Learning to price developments accurately is vital for anyone who wants to make a career as a property developer and is still hugely important to anyone taking on a property development project for their own interest. Property development companies check their figures very carefully before committing to any commercial project, they also have extensive experience to guide their judgement. Amateurs are probably best advised to check their figures as best as they can and allow themselves a substantial financial cash cushion in case of error. Similar comments apply to estimating the amount of time required for a project. Getting this wrong can seriously damage your budget.

Failing to understand the importance of a professional and independent architect.

As a rule of thumb, if a project is substantial enough to need planning permission, it probably needs an architect’s involvement and even if it isn’t an architect could still be very useful. Employing an architect directly means that their only responsibility is to you, their client. Using a builder’s architectural services can set up a conflict of interest since the decisions which make the highest level of profit for the builder may actually be the wrong ones for your property and unless you really know your way around property development well enough to pick up on this, you may wind up spending a lot of money for little to no return.

Getting the wrong builder

Sadly, cowboy builders are a fact of life rather than just a TV fable.
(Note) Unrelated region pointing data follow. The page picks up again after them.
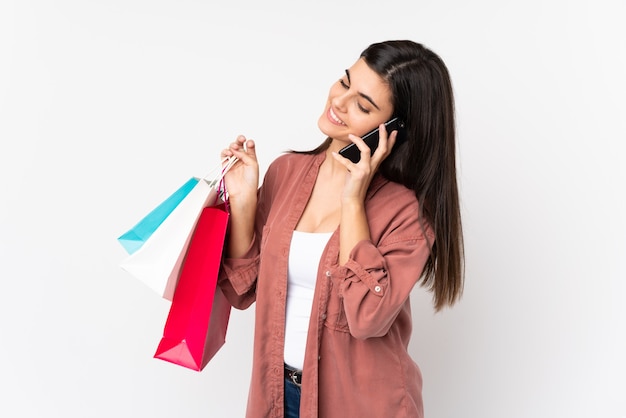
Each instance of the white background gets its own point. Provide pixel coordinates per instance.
(108, 106)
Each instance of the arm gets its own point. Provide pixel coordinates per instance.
(239, 269)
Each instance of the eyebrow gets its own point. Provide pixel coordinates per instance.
(365, 96)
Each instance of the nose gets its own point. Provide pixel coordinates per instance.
(339, 101)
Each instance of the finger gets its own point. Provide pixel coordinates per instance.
(245, 151)
(362, 146)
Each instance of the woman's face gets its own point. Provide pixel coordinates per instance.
(357, 103)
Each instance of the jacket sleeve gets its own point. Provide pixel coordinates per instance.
(377, 280)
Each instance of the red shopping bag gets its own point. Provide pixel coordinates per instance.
(198, 318)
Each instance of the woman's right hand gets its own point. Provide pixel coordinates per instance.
(242, 180)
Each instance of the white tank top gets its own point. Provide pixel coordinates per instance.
(304, 259)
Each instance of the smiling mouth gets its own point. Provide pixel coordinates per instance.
(334, 118)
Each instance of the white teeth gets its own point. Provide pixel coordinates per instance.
(334, 117)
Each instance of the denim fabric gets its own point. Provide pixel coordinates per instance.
(292, 400)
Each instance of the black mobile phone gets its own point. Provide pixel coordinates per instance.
(353, 153)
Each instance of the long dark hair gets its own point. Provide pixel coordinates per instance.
(426, 161)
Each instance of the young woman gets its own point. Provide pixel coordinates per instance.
(330, 249)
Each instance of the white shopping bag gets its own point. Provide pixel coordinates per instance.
(158, 262)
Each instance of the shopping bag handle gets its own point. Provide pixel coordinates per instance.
(213, 181)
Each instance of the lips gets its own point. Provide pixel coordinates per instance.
(333, 118)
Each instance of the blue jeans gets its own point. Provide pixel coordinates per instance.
(292, 400)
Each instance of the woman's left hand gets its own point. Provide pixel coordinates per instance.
(360, 174)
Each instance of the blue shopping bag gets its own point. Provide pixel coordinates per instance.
(135, 237)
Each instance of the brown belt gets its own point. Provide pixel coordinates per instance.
(294, 375)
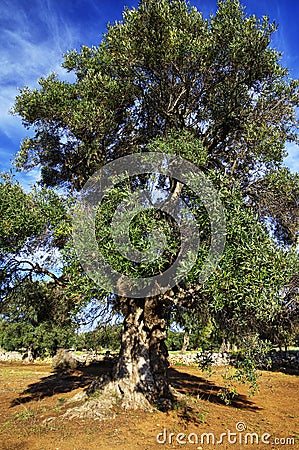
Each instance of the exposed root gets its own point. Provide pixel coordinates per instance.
(104, 396)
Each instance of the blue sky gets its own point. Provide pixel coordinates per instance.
(34, 36)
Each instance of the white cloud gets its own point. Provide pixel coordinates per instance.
(29, 49)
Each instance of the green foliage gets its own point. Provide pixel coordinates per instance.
(103, 337)
(211, 90)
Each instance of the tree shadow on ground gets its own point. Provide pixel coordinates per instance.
(62, 382)
(200, 388)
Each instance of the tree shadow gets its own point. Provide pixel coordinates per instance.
(203, 389)
(62, 382)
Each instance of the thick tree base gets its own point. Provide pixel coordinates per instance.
(105, 396)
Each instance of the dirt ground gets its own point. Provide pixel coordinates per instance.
(33, 399)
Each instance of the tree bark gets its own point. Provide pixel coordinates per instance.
(140, 373)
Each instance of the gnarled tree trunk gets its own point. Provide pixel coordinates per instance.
(140, 373)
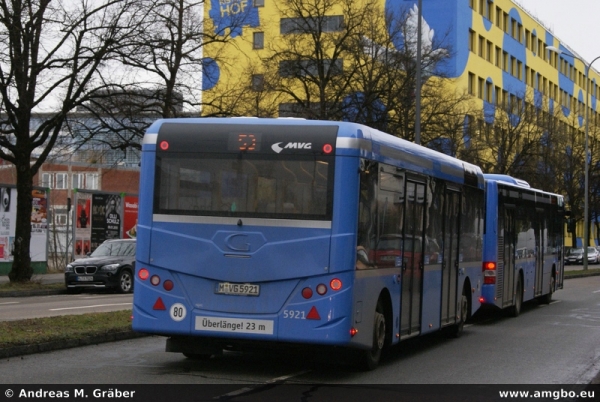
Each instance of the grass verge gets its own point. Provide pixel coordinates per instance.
(31, 285)
(62, 328)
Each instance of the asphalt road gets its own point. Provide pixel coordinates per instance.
(19, 308)
(547, 344)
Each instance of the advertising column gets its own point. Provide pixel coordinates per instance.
(130, 217)
(82, 244)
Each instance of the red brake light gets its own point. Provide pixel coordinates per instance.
(489, 266)
(335, 284)
(489, 272)
(321, 289)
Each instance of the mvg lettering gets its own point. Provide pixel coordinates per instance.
(291, 145)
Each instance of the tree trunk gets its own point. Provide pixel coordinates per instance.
(21, 269)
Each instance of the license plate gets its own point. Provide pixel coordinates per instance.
(238, 289)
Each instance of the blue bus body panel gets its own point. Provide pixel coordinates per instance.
(197, 255)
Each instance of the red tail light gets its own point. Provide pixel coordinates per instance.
(489, 272)
(143, 274)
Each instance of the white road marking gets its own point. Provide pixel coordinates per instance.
(97, 305)
(245, 390)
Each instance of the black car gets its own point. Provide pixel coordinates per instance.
(111, 265)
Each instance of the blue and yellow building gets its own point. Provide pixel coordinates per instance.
(499, 52)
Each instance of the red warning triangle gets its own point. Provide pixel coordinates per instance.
(313, 314)
(159, 305)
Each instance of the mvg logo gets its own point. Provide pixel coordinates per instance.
(291, 145)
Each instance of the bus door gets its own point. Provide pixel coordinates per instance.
(507, 239)
(412, 258)
(540, 231)
(450, 259)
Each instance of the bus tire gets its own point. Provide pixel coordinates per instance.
(370, 358)
(515, 309)
(456, 330)
(198, 356)
(547, 298)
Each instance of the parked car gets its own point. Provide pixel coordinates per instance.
(111, 265)
(575, 256)
(593, 255)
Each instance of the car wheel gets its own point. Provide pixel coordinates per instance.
(125, 282)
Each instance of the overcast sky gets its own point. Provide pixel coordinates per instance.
(574, 22)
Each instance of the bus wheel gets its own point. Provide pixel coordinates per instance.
(547, 298)
(456, 330)
(198, 356)
(515, 309)
(370, 358)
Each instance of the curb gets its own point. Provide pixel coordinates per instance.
(68, 344)
(28, 293)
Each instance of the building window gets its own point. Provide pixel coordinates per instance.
(480, 88)
(332, 23)
(259, 40)
(258, 82)
(77, 181)
(47, 180)
(60, 216)
(471, 84)
(91, 181)
(308, 68)
(472, 40)
(62, 182)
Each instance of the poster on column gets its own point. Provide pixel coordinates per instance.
(130, 217)
(39, 225)
(8, 223)
(81, 241)
(8, 218)
(106, 218)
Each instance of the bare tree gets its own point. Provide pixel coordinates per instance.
(53, 57)
(314, 75)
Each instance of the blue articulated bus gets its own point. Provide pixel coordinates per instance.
(298, 232)
(523, 244)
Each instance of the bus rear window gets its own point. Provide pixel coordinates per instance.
(298, 187)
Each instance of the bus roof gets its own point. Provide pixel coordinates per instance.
(358, 140)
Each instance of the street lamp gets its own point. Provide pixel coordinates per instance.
(586, 234)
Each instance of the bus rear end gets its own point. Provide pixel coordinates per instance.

It’s vital to avoid them (an architect can also come in useful here as they often know their way around local construction companies).

Trying to pack too much into too little

This is another mistake, which may be down to the influence of daytime television. In a densely-populated country such as the UK, space is at a premium and therefore, on a like for like basis, the more people who can share a space, the more economical that space becomes. Hence people who already own homes they like may well try to squeeze a little more usability out of the space they have so they can avoid having to move (or at least delay the move). The key point to remember, however, is that spaces need to be liveable. Multifunction furniture and modern technology may have made it possible to live, comfortably, in smaller spaces, but there are still limits and this needs to be recognised.

Certainly it’s worth talking to a professional development company, it could save you a lot of the heartache but still give you similar or even better returns.